The question for the Court was how to operate the hypothetical transaction under section 34 of the 1954 Act in light of the Code. In particular, what regard is to be had to the parties’ awareness of the tenant’s possible rights under Part 4 of the Code to secure a code agreement absent consent? It was common ground that the parties to the hypothetical negotiation would have regard to the Code. The rival valuation positions were determined by the evidence to which the Court should have regard: (a) solely transactions which were carried out consensually on a ‘New Code’ valuation basis (by reference to paragraphs 24 and 25) (as contended for by Vodafone) or (b) transactions which took into account the value to operator (including transactions negotiated before, but in the shadow of, the New Code) (as argued by the landlord).  

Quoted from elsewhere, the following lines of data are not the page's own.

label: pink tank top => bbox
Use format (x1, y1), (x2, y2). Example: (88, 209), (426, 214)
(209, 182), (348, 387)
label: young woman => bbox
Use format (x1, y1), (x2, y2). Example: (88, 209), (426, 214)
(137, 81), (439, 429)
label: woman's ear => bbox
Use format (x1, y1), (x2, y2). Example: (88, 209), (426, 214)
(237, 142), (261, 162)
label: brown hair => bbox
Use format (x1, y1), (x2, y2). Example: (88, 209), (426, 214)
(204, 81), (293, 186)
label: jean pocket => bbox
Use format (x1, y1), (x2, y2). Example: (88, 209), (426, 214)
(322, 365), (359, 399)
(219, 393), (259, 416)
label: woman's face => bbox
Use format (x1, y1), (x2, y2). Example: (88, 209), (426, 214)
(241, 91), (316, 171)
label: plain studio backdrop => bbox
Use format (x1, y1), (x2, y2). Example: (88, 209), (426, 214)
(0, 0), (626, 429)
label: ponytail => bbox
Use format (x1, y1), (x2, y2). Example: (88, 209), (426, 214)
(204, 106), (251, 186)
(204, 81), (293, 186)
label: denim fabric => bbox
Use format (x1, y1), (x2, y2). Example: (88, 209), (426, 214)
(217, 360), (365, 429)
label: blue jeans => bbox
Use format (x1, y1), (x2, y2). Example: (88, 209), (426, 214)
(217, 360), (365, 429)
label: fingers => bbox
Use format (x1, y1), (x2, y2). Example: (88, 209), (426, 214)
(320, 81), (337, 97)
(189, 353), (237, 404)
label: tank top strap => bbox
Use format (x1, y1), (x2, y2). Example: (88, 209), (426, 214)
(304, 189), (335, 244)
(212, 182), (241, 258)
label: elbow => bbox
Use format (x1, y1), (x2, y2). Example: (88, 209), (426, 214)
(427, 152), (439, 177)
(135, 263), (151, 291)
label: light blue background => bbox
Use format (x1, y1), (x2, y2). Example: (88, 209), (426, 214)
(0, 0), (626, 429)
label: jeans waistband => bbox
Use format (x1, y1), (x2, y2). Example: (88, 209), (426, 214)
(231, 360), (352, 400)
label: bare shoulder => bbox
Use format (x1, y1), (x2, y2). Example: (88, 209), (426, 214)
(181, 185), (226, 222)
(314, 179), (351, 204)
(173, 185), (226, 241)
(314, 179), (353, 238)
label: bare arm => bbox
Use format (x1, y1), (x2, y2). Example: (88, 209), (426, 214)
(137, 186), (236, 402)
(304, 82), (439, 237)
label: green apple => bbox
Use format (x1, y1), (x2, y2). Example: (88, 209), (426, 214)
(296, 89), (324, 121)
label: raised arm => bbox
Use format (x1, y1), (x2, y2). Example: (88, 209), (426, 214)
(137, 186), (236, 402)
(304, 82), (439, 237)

The Court answered that question as follows:

  1. Section 34 requires a counter-factual assumption to be made, namely that the subject site has been advertised and marketed. In the real world, mast sites are not dealt with in this way. They are sought out by individual operators to fill a network need.
  2. The existence of the Code, and the willing tenant’s potential rights under it, are to be taken into account in that hypothetical negotiation.
  3. In respect of the treatment of ‘New Code’ comparables:
    1. professional costs ought to be annualised and would be included in the comparable.
    2. payments referable to inducements fell to be disregarded due to the willing landlord hypothesis.
  4. A strict ‘New Code’ approach would have produced a value of £2,250 per annum in this case.
  5. However, the section 34 hypothetical transaction concerned the one lease on offer to the market and, therefore, where there was evidence of sharing (here by EE and H3G), the Court took the view that the result of the competitive bidding process in the hypothetical world would result in a higher payment.
  6. The Court utilised the market evidence of transactions based upon Old Code valuations (without a ‘no network’ assumption) to reflect the value-to-operator/tenant aspect of the hypothetical transaction. Accordingly, a rent of £5,750 was determined, including a 5% adjustment for the absence of a rent review clause.
  7. However, the Court noted that “the same might not be true for sites which satisfy the needs of only one operator and which would not be of interest to competitors. In such cases the Code’s no-network assumption may cause the parties to agree a rent reflecting only the value of the site to the owner and the other consideration which [Vodafone] identified”.

The Term and Break Issue

The Operator contended for a three year term and a six month rolling break clause. The landlord argued for a ten year term with a five year break clause.

The Court determined that in order to strike the appropriate balance between the operator’s commercial needs and the landlord’s interest the appropriate term length was ten years with a six month rolling break, exercisable after five years. The court noted that a minimum certain term length of five years was common practice in the industry.